The question of what is or is not essential to the business is where other facets of the amusement or zoological industry may find some breathing room in this decision.  Whereas the trial court here found that pulling trainers out of the water during killer whale shows did not affect an integral part of SeaWorld's business, perhaps the same could not be said of lion tamers at the circus or Las Vegas performers.  It may well be that, unlike SeaWorld, the perception of danger in a lion taming act or an illusion during a magic show is essential to those businesses such that removing the human element would go too far.  Likewise, it may be that removing the human element from such activities would indeed have such a “detrimental impact on … profits” that total human / animal separation would not be required.  

And, while not stated by this court, this may also explain the seeming inconsistency of allowing trainers to be in the water with whales for “husbandry” purposes (i.e. cleaning and caring for the whales) but not during performances.  There may be an implicit recognition that contact with the whales during these activities is integral to these activities, as it may also be in zoos, but is not integral to other aspects of the business, such as public performances.  Again, the Court doesn’t say this in its opinion, but it is certainly consistent with its analysis. 
 
The bottom line here, barring the Supreme Court agreeing to take this case, is that we have seen the last of SeaWorld’s trainers in the water with orcas.  Not everyone will like that (me included), but it is the reality from here on out.  The more important question for the future is whether this will have a ripple effect that could limit human interaction with animals in other contexts.  I don’t see this case mandating such limitations, but it does provide some insight into the kinds of cases where OSHA may deem such limitations necessary and appropriate.  

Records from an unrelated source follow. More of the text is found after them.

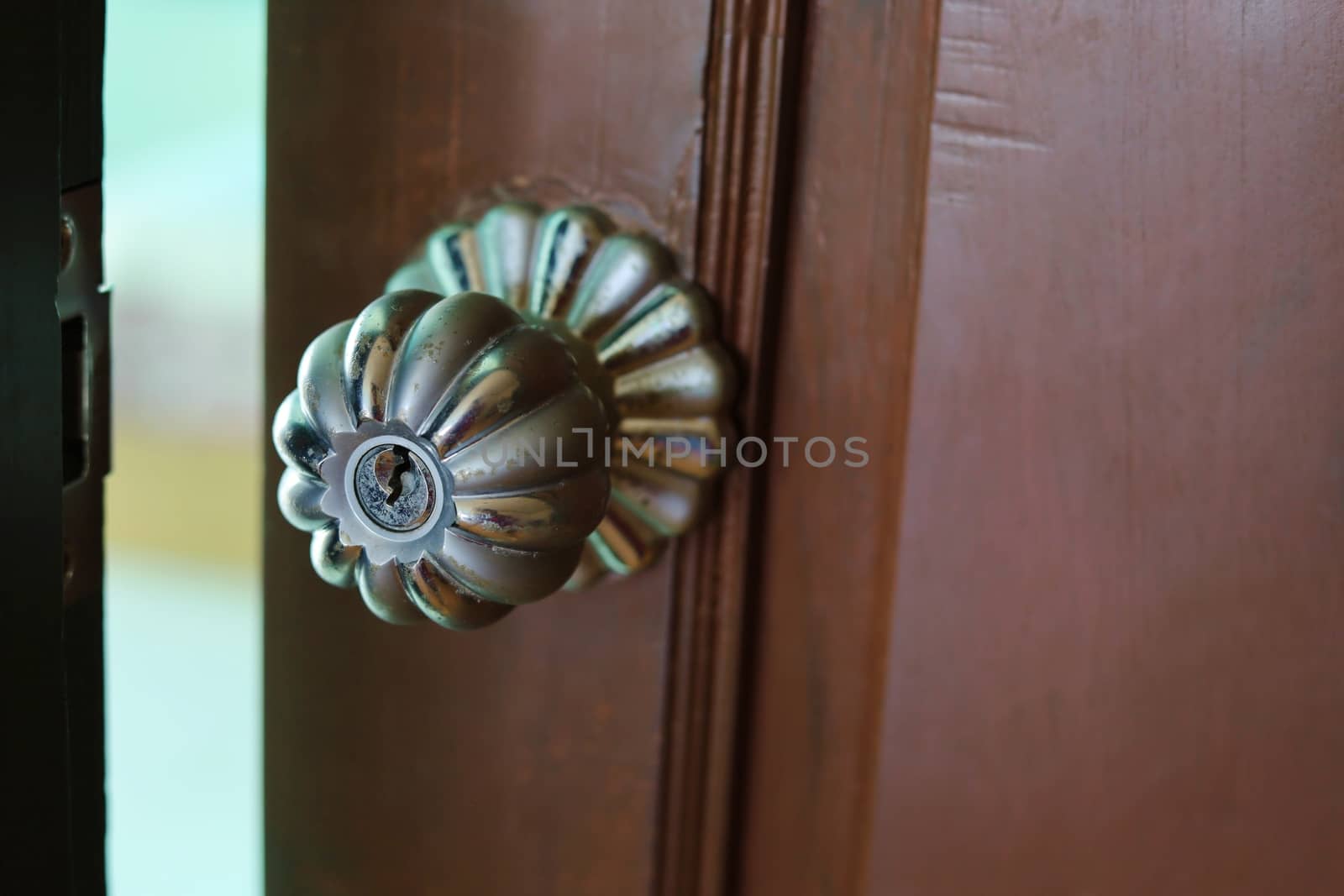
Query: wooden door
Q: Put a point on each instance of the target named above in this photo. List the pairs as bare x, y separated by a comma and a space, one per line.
53, 449
1068, 268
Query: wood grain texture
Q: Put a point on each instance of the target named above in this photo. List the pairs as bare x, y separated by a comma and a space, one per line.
1116, 661
851, 275
526, 758
750, 109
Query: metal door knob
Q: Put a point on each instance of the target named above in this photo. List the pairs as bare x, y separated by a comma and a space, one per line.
537, 402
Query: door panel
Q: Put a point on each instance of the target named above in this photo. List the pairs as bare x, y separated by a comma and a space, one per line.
548, 752
1115, 660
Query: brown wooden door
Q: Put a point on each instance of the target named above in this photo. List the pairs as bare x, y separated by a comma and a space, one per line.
1072, 269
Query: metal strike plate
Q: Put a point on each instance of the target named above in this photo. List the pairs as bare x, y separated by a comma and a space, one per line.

UPDATE 4/14/14:  To clarify, by its terms the OSHA citations and penalties and the Court of Appeals' decision ONLY applies to SeaWorld of Florida, LLC, the entity that owns and operates SeaWorld's Orlando park.  As a technical matter, therefore, the ban on waterwork with orcas does not extend to SeaWorld's San Antonio or San Diego locations.  That said, the trial judge in this case considered evidence relating to the San Antonio and San Diego parks and specifically commented on the policy of SeaWorld Parks & Entertainment, the parent company of all SeaWorld parks, to create consistency in the animal operations between all the parks.  Thus, while not strictly applicable to these other SeaWorld locations, the Court of Appeals' decision could be be viewed as a warning of sorts about OSHA's position vis-a-vis SeaWorld's other locations should waterwork continue.  That said, there may be additional safety measures that could be implemented in San Antonio or San Diego that SeaWorld believes sufficiently distinguish these parks from Orlando so as to allow waterwork to resume notwithstanding the Court of Appeals' ruling.  Whether SeaWorld wishes to test these waters (no pun intended) is, of course, an internal business decision that I have no knowledge of and therefore cannot comment on.  Thanks to one of my readers for raising this question with me as it is a good point of clarification.

1 comment:

  1. I am not an expert in occupational law so this may sound obvious to some, however does OSHA have jurisdiction over any professional sports leagues? NFL in particular? The risks of playing professional football are substantial and well known, and the NFL seems to be reducing risk through calculated study and rule changes. Yes, the accident at SeaWorld is serious and tragic, however given the stats concerning the number positive whale interactions, aren't there recognized hazards in other occupations that are statistically more dangerous and should be examined?